1.Rien à redire sur votre analyse approfondie sur les ONG ...Je m'en suis tenu à l'interprétation d'usage  - celle de l'ONU - concernant les organisations à but humanitaire...


2.La guerre du Biafra a certes eu un motif pétrolier, mais la France a mobilisé la Croix-Rouge en 1968 en même temps qu'un duspositif d'assistance militaire...Réf:
http://fr.wikipedia.org/wiki/Biafra


3.3. Désolé ...mais mon article demande qu'on en finisse avec un rôle de "gendarme" de la France en Afrique...C'est mon opinion, mais je comprends qu'on puisse avoir une opinion contraire...


 


A Pamphile ...


Merci de vous intéresser à mon blog ...Même réponse que pour Jacques Heurtault...


A propos de Sarkozy, je n'ai fait que reproduire son propos rapporté dans la citation rapporté en bas de mon a&érticle ...Mais j'admets volontiers qe Sarkozy a souvent dit tout et son
contraire...


A Loubomyr


J'y pense, figurez-vous, à parler de l'Angleterre ...Mais je m'essouffle actuellement à répondre à mes commentateurs ...et j'en suis à préparer un article sur la France et l'Allemagne à
l'occasion du 50ème anniversaire du Traité de l'Elysée ...Et comme j'apporte àun grand soin à préparer et rédiger mes aritcles pour éviter (pas toujours...) des erreurs, je prends du retard !...

Loubomyr 24/01/2013 09:49


Il semble que votre deuxième appel au gouvernement pour arréter les frais au Mali ne suscite pas de commentaires! Vous avez un sujet tout trouvé en ce moment : l'Europe est elle en panne? Avec
les risettes franco allemandes de circonstance et le chantage du résident de Downing Street, vous avez là de quoi faire une mise en perspective historique pouvant entrainer des débats!!!!

pamphile 22/01/2013 16:47


Bonjour,


Je découvre votre blog et ne peux qu'apprécier le sérieux de votre article. Cependant, évoquer Sarkozy ne peut que rappeler cruellement que son action en Lybie, outrepassant l'accord reçu pour la
défense de Bengazi, a finie en traque de Kadhafi, ce qui a participé à la dispersion de l'armement du dictateur. Que nous retrouvons aujourd'hui au Mali.

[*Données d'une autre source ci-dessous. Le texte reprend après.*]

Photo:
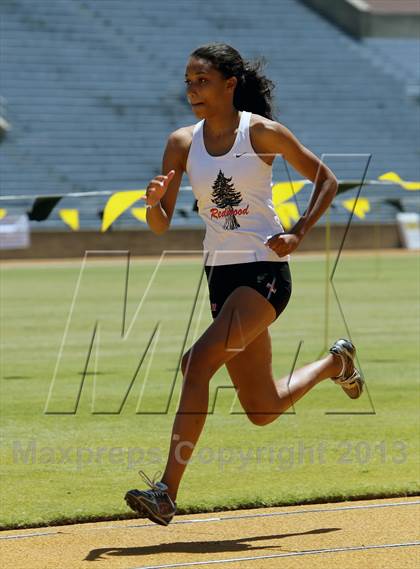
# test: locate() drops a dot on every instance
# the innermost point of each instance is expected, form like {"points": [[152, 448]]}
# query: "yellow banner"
{"points": [[394, 177], [282, 191], [117, 204]]}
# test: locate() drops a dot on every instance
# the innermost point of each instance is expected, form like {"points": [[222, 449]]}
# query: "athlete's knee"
{"points": [[200, 365], [261, 418]]}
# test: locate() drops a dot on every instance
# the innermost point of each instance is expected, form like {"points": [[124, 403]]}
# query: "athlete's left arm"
{"points": [[281, 140]]}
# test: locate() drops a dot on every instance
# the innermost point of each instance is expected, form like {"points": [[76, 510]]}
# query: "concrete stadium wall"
{"points": [[359, 19], [66, 244]]}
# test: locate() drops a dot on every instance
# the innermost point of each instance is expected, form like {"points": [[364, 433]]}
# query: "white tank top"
{"points": [[234, 199]]}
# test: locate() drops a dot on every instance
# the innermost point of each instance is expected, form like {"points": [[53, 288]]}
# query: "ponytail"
{"points": [[253, 91]]}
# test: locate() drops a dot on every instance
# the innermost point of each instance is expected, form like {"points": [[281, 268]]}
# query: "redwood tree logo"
{"points": [[225, 197]]}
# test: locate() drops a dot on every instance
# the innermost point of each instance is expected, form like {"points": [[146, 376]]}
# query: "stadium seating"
{"points": [[93, 88]]}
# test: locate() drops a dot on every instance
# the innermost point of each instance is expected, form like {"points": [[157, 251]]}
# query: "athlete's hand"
{"points": [[156, 189], [283, 243]]}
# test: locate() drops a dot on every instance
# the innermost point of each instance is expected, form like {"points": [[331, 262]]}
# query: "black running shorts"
{"points": [[272, 279]]}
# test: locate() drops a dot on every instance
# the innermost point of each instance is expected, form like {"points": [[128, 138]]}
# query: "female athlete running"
{"points": [[228, 156]]}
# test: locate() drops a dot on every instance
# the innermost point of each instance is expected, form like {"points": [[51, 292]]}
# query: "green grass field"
{"points": [[60, 463]]}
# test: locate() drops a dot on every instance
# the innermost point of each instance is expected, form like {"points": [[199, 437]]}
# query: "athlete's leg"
{"points": [[243, 317], [263, 398]]}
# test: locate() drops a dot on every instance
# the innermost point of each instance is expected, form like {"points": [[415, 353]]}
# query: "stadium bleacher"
{"points": [[93, 88]]}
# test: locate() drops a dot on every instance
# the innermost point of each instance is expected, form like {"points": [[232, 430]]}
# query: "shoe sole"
{"points": [[135, 503], [350, 352]]}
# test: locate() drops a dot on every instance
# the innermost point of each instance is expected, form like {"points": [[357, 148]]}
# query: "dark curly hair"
{"points": [[253, 91]]}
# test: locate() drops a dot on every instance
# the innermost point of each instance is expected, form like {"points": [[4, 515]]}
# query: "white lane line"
{"points": [[38, 534], [224, 518], [278, 555]]}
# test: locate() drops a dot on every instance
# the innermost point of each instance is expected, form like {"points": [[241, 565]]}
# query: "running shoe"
{"points": [[349, 379], [154, 504]]}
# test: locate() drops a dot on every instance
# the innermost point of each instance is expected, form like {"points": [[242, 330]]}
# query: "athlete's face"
{"points": [[207, 89]]}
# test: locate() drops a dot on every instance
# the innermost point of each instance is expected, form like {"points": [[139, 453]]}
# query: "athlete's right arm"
{"points": [[163, 190]]}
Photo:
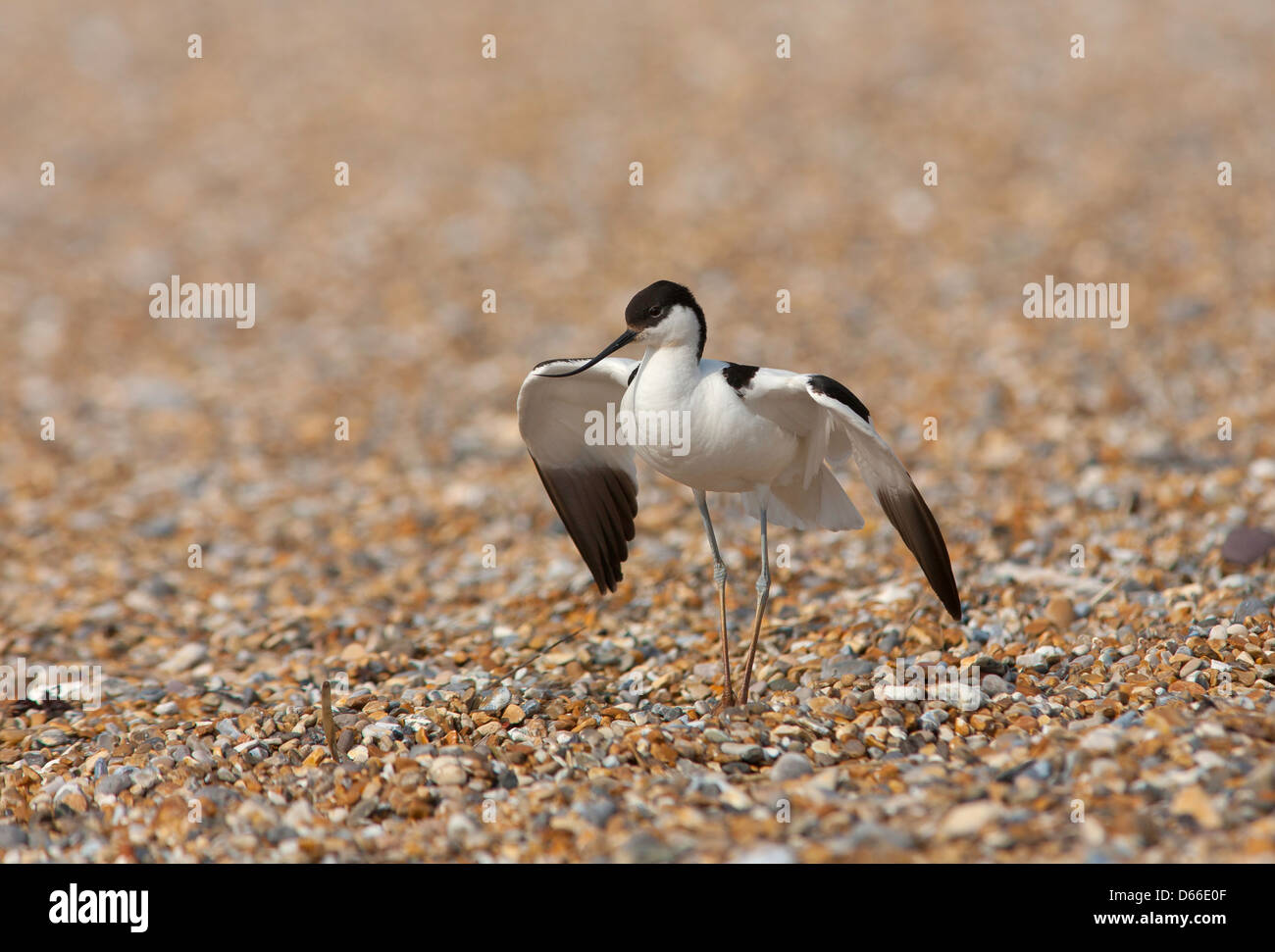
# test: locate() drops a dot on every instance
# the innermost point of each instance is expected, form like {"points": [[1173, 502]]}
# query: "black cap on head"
{"points": [[650, 305]]}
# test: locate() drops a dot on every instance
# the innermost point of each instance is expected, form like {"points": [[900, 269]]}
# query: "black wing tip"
{"points": [[827, 386], [919, 530], [597, 507]]}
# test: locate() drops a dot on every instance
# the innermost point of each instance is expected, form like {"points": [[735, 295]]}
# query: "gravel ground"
{"points": [[1117, 657]]}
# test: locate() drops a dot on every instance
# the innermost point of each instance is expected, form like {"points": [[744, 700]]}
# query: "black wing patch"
{"points": [[597, 506], [910, 517], [838, 391], [740, 376]]}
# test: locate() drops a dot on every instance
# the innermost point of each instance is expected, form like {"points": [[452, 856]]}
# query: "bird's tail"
{"points": [[821, 505]]}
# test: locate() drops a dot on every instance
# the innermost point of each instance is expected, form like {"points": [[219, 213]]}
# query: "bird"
{"points": [[766, 434]]}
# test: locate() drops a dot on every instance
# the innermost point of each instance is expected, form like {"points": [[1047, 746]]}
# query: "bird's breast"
{"points": [[705, 436]]}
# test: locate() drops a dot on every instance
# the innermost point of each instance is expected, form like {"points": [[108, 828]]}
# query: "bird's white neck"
{"points": [[670, 371]]}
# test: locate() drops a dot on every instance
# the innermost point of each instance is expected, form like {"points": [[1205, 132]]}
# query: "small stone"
{"points": [[446, 772], [968, 819], [12, 836], [748, 753], [498, 700], [1195, 803], [790, 766], [1059, 611], [1100, 740], [994, 684], [1252, 608], [1246, 544], [185, 658], [114, 784]]}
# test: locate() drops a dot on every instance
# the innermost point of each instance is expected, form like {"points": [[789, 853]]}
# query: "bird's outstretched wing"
{"points": [[591, 484], [837, 425]]}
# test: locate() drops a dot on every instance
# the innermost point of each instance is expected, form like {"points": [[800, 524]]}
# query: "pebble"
{"points": [[790, 766], [968, 819]]}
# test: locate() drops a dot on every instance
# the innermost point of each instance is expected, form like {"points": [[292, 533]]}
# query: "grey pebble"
{"points": [[790, 766]]}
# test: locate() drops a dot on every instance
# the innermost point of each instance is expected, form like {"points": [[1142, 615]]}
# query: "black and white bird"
{"points": [[715, 427]]}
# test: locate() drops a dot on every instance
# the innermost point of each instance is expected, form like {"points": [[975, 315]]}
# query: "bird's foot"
{"points": [[726, 702]]}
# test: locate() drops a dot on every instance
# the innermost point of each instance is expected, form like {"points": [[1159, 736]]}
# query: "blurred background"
{"points": [[511, 174]]}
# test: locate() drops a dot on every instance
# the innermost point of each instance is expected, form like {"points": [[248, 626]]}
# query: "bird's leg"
{"points": [[763, 596], [719, 581]]}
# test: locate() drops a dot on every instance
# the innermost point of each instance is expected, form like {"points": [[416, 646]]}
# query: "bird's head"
{"points": [[663, 314]]}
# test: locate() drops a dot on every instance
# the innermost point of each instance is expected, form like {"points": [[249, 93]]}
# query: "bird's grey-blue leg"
{"points": [[763, 596], [719, 581]]}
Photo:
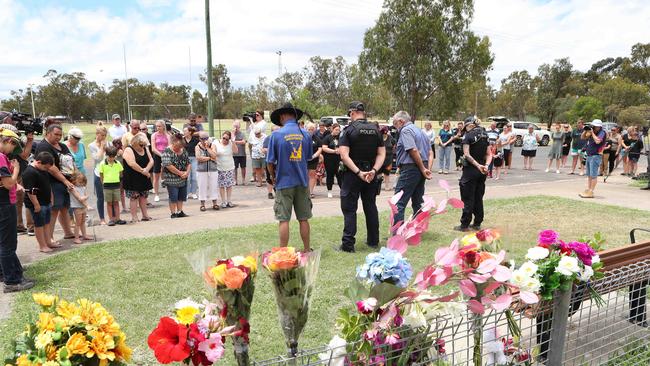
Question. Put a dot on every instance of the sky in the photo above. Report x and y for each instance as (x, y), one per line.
(164, 40)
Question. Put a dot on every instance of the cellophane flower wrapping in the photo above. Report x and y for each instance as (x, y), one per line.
(232, 280)
(293, 276)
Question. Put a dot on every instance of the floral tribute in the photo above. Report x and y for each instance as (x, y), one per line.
(70, 333)
(233, 281)
(293, 276)
(556, 265)
(195, 334)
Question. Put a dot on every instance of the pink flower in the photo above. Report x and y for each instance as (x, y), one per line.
(213, 347)
(547, 237)
(367, 306)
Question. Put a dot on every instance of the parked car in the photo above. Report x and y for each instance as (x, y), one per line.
(519, 128)
(341, 120)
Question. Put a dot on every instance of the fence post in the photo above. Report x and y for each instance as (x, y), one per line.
(559, 326)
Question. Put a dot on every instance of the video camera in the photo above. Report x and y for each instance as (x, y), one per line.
(249, 117)
(26, 123)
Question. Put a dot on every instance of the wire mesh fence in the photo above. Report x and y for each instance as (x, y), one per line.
(587, 335)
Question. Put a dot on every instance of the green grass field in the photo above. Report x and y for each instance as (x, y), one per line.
(139, 280)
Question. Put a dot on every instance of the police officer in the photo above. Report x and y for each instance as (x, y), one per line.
(477, 158)
(362, 152)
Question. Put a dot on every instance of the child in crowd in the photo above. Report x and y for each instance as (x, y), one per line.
(110, 173)
(79, 204)
(36, 182)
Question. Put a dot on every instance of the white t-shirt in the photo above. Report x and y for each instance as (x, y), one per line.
(117, 132)
(256, 146)
(503, 137)
(225, 162)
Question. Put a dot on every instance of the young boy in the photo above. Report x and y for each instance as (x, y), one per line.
(36, 182)
(110, 173)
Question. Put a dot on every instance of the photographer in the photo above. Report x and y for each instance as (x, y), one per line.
(595, 136)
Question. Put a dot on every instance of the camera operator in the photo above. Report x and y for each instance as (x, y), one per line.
(476, 159)
(595, 136)
(26, 144)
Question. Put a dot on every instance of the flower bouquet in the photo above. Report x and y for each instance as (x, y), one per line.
(70, 333)
(233, 282)
(194, 335)
(293, 276)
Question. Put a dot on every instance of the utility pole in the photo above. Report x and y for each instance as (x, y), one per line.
(209, 49)
(126, 82)
(189, 54)
(31, 93)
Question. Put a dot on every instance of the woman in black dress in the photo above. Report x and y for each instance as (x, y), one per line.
(137, 177)
(332, 159)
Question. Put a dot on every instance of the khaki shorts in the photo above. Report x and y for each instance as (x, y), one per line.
(296, 198)
(112, 195)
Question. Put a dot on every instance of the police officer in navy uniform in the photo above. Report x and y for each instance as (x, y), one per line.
(477, 158)
(361, 147)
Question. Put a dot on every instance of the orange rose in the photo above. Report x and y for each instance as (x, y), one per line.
(234, 278)
(283, 258)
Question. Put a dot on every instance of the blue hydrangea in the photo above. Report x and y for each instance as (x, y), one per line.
(386, 266)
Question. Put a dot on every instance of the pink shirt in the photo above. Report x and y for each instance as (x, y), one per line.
(5, 166)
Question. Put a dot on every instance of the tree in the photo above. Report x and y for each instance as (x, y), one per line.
(552, 81)
(328, 81)
(588, 108)
(421, 49)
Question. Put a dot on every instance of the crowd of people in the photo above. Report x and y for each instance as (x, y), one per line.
(129, 163)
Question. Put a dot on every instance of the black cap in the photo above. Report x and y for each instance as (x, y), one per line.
(356, 106)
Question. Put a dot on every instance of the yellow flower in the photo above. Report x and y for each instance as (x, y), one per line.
(44, 299)
(101, 346)
(77, 345)
(250, 262)
(219, 273)
(470, 239)
(43, 340)
(46, 322)
(186, 314)
(122, 350)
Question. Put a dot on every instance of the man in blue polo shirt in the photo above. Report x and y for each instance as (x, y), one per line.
(289, 150)
(414, 156)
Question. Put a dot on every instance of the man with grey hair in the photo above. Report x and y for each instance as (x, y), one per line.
(240, 156)
(413, 156)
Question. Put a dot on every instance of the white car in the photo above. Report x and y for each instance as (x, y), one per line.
(519, 128)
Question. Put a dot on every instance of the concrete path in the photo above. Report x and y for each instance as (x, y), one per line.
(255, 208)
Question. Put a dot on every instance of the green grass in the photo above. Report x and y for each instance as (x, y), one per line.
(139, 280)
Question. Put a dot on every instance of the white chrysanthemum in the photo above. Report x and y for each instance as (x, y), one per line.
(537, 253)
(568, 266)
(187, 303)
(529, 268)
(586, 274)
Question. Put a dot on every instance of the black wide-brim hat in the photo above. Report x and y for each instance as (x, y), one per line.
(286, 108)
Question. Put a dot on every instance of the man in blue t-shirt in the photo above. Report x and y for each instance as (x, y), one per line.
(289, 150)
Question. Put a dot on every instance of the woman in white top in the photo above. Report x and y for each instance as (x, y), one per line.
(529, 147)
(506, 139)
(225, 167)
(98, 152)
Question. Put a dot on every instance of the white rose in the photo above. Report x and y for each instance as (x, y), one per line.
(537, 253)
(529, 268)
(568, 266)
(586, 274)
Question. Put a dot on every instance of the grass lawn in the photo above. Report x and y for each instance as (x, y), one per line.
(139, 280)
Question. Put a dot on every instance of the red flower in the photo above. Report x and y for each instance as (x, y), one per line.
(169, 341)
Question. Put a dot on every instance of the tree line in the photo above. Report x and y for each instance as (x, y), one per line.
(420, 56)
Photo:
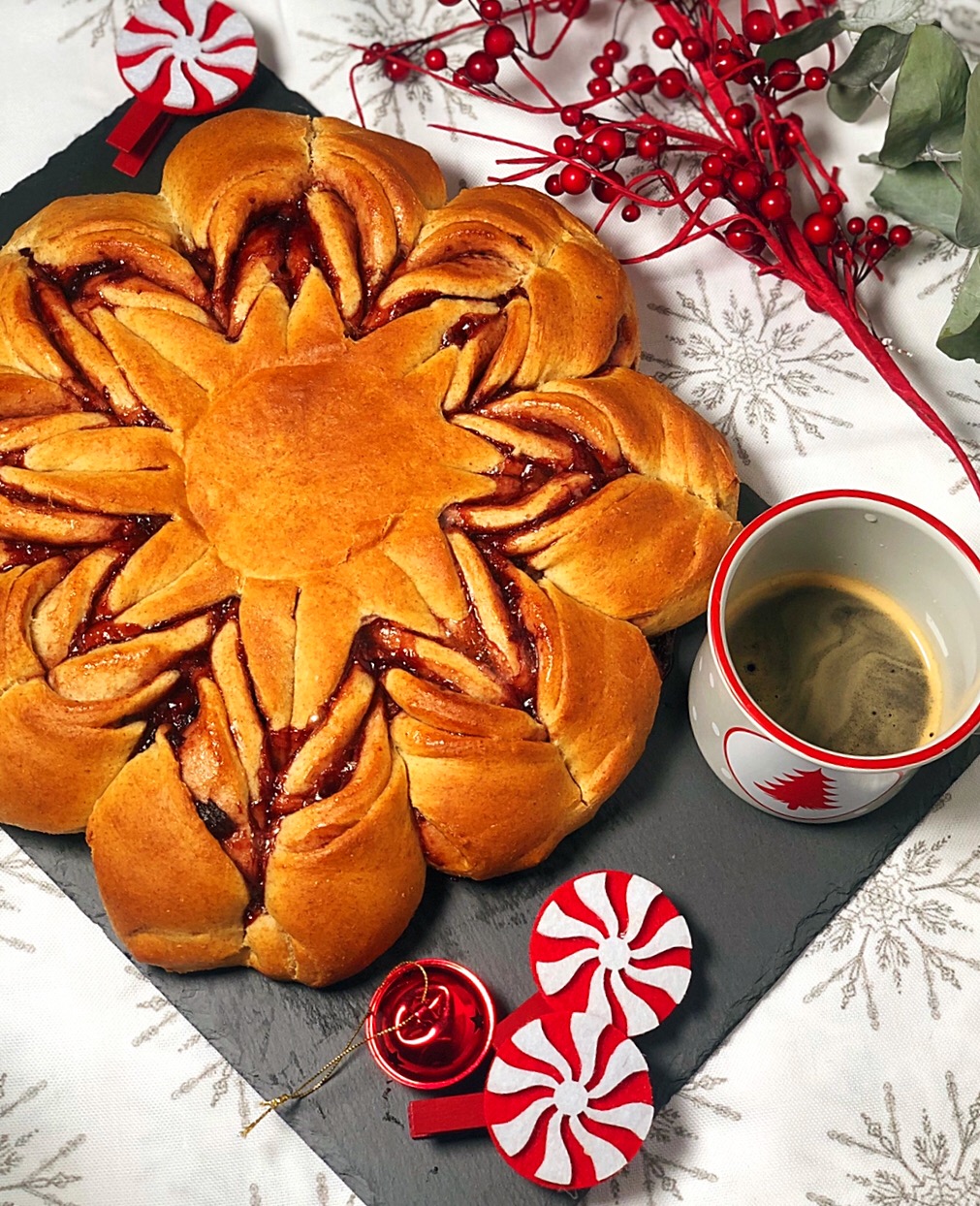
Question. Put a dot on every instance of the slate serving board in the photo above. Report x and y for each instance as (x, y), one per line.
(755, 889)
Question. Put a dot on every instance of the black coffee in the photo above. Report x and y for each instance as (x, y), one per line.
(836, 662)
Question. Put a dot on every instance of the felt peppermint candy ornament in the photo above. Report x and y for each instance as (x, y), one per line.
(178, 57)
(568, 1100)
(614, 945)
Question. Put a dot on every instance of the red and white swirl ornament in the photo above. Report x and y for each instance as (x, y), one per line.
(613, 945)
(178, 57)
(568, 1100)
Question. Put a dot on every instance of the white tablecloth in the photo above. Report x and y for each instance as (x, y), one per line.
(857, 1078)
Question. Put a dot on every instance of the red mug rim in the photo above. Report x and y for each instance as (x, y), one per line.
(901, 761)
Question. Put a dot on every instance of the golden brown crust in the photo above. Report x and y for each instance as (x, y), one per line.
(331, 518)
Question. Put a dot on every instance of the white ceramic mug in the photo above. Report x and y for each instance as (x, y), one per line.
(915, 559)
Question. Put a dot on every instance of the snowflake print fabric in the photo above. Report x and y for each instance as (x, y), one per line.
(568, 1100)
(614, 945)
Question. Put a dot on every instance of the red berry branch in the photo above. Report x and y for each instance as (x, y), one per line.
(711, 138)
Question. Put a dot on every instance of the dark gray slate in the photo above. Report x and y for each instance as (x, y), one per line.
(755, 890)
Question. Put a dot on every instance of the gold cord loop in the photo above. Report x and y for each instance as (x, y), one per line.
(320, 1078)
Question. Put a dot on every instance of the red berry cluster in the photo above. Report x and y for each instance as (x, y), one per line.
(627, 161)
(634, 156)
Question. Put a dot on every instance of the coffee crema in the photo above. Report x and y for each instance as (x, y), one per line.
(836, 662)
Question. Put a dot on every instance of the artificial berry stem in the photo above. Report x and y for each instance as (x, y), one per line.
(632, 158)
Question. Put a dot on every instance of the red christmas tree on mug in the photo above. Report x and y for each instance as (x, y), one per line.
(802, 789)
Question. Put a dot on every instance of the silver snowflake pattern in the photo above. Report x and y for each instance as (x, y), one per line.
(216, 1073)
(95, 19)
(934, 1171)
(894, 925)
(390, 22)
(45, 1180)
(17, 870)
(658, 1175)
(949, 256)
(322, 1190)
(751, 366)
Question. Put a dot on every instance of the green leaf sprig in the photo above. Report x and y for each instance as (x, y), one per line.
(931, 153)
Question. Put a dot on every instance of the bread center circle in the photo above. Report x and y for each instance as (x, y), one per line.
(300, 469)
(570, 1097)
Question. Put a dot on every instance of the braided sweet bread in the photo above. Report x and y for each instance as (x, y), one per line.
(332, 518)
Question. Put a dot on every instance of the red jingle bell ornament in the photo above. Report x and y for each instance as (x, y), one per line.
(430, 1023)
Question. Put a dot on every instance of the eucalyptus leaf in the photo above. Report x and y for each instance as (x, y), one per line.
(930, 102)
(805, 40)
(896, 15)
(876, 54)
(924, 193)
(849, 104)
(968, 226)
(960, 337)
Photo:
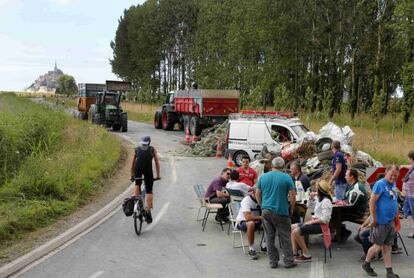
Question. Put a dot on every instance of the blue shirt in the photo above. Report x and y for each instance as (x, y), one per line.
(387, 205)
(339, 158)
(275, 187)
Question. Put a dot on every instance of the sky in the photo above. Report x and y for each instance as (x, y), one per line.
(74, 33)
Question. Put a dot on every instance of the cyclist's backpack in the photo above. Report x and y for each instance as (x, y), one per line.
(128, 206)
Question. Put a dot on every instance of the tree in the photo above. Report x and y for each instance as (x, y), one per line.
(66, 85)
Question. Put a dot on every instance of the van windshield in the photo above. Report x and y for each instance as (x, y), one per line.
(300, 130)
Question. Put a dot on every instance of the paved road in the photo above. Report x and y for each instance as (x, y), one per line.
(174, 246)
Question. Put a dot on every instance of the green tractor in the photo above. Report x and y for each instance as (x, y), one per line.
(107, 111)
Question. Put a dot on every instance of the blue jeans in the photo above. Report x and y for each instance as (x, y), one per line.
(340, 189)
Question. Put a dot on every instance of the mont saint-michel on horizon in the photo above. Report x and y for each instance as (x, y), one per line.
(46, 83)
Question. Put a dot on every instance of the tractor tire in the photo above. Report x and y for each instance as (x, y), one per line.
(124, 123)
(195, 127)
(158, 120)
(238, 157)
(168, 120)
(186, 120)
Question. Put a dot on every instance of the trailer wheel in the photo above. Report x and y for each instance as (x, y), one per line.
(186, 120)
(158, 120)
(195, 127)
(238, 157)
(168, 120)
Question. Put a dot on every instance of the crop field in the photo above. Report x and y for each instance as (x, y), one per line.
(50, 164)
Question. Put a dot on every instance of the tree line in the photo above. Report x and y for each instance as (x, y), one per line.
(310, 55)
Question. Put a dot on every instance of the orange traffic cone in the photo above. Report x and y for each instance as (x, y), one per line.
(230, 162)
(219, 151)
(187, 138)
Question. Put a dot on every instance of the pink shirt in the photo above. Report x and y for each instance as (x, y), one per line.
(248, 176)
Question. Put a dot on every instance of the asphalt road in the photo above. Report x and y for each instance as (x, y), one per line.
(174, 245)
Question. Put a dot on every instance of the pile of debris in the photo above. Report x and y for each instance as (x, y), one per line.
(209, 138)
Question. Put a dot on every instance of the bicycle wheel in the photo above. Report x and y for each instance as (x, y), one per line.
(138, 221)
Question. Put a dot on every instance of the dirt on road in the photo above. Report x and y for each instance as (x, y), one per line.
(115, 186)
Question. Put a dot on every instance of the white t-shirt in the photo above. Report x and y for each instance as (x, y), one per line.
(248, 205)
(244, 188)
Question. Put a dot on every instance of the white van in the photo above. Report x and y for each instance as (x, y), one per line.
(248, 133)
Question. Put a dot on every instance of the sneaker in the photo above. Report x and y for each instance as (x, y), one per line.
(303, 259)
(276, 265)
(252, 254)
(396, 250)
(369, 270)
(291, 265)
(148, 217)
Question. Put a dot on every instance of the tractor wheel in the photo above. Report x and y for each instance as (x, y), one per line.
(186, 120)
(195, 127)
(124, 123)
(158, 120)
(168, 120)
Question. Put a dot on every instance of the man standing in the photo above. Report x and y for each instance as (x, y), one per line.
(298, 176)
(249, 220)
(383, 207)
(339, 170)
(273, 190)
(357, 197)
(247, 174)
(408, 191)
(215, 194)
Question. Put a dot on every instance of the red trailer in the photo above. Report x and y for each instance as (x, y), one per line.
(194, 110)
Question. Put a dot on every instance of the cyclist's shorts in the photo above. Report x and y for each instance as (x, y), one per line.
(148, 179)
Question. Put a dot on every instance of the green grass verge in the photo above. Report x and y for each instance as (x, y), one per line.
(56, 166)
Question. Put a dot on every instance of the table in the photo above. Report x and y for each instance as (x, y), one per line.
(335, 223)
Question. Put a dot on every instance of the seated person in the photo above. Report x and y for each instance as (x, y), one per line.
(234, 184)
(322, 215)
(215, 194)
(249, 220)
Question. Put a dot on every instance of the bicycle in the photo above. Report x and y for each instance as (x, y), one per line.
(139, 213)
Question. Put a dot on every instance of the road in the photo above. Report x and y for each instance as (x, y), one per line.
(174, 245)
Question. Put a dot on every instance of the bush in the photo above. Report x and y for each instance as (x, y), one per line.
(49, 164)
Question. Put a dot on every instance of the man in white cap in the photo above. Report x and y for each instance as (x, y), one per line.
(142, 166)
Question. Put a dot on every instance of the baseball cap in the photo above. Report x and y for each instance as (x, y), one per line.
(145, 141)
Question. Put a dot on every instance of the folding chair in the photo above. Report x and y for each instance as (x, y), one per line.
(234, 208)
(209, 208)
(326, 240)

Imagine-t-on ce qui serait arrivé à Bamako, sans l'intervention française, avec des djihadistes aux réactions sommaires face aux militaires maliens, aux femmes, aux voleurs... ? Je pense qu'on ne
peut pas en faire fi.

Jacques Heurtault 21/01/2013 17:04


Bigre! Je vois que quelques rappels de l'Histoire seront les bienvenus ...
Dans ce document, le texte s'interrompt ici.